Personal details
- Born: Lev Shankovsky 9 September 1903 Duliby, Stryi Raion, Galicia, Austria-Hungary
- Died: 25 April 1995 (aged 91) Philadelphia, Pennsylvania, U.S.
- Occupation: Politician

Military service
- Battles/wars: World War II

= Lev Shankovsky =

Ukrainian rebel soldier and military historian

Lev Shankovsky (Шанко́вський Лев Петро́вич, Шанкі́вський), (pseudonym - "Dzvin", "Oleh Martovych") was a Ukrainian military historian and former Ukrainian Insurgent Army (UPA) soldier, a leading member of the Banderite faction of the Organization of Ukrainian Nationalists. He was a full member of the Shevchenko Scientific Society.

Shankovsky was born in 1903 in the village of Duliby, Stryi Raion. He received military education in Ukrainian and Polish schools and served in the armies of the UPR and the UGA. Participants of the First Winter Campaign (1920). During the Second World War, he participated in the Resistance in the Ukrainian Insurgent Army.

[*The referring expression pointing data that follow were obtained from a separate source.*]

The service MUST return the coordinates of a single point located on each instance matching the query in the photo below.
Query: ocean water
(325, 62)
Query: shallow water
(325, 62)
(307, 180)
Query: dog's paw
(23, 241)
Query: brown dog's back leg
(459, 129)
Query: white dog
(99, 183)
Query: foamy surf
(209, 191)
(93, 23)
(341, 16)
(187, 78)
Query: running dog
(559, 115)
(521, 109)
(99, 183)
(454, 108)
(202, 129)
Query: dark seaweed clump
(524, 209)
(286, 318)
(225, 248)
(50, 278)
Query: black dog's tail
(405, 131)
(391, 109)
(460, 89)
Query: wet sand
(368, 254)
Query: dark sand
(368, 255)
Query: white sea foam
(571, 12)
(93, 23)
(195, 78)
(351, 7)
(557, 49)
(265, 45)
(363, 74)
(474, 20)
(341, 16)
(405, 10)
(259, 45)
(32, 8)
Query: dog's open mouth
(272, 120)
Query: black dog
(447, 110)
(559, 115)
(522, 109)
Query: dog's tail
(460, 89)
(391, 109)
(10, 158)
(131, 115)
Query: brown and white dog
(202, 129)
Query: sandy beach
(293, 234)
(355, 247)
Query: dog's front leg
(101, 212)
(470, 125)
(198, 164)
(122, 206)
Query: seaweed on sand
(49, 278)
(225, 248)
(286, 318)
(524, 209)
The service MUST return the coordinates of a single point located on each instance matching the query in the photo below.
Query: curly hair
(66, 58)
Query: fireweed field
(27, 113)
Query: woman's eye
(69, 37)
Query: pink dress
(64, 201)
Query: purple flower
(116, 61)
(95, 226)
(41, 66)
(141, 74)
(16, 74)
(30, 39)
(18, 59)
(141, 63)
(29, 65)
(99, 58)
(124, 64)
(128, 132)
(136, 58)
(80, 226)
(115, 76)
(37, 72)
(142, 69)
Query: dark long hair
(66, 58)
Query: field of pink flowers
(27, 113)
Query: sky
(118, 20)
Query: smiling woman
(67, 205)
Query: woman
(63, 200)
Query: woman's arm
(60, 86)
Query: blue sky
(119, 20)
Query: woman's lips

In January 1944, Shankovsky, as a leader of the UPA forces, headed the initiating commission that established contacts with representatives of former Ukrainian political parties as well as nonpartisan activists.

Author publications: "Ukrainian Liberation Movement in Modern Times" (1951), "UPA and Its Clandestine Literature" (1952), "The Original Group of OUN" (1958), "Ukrainian Insurgent Army in the struggle for statehood" (1958), "Ukrainian Galician Army" (1974).

Shankovsky died on 25 April 1995, aged 91, in Philadelphia, Pennsylvania, and was interred in the Ukrainian Orthodox Cemetery in South Bound Brook, New Jersey.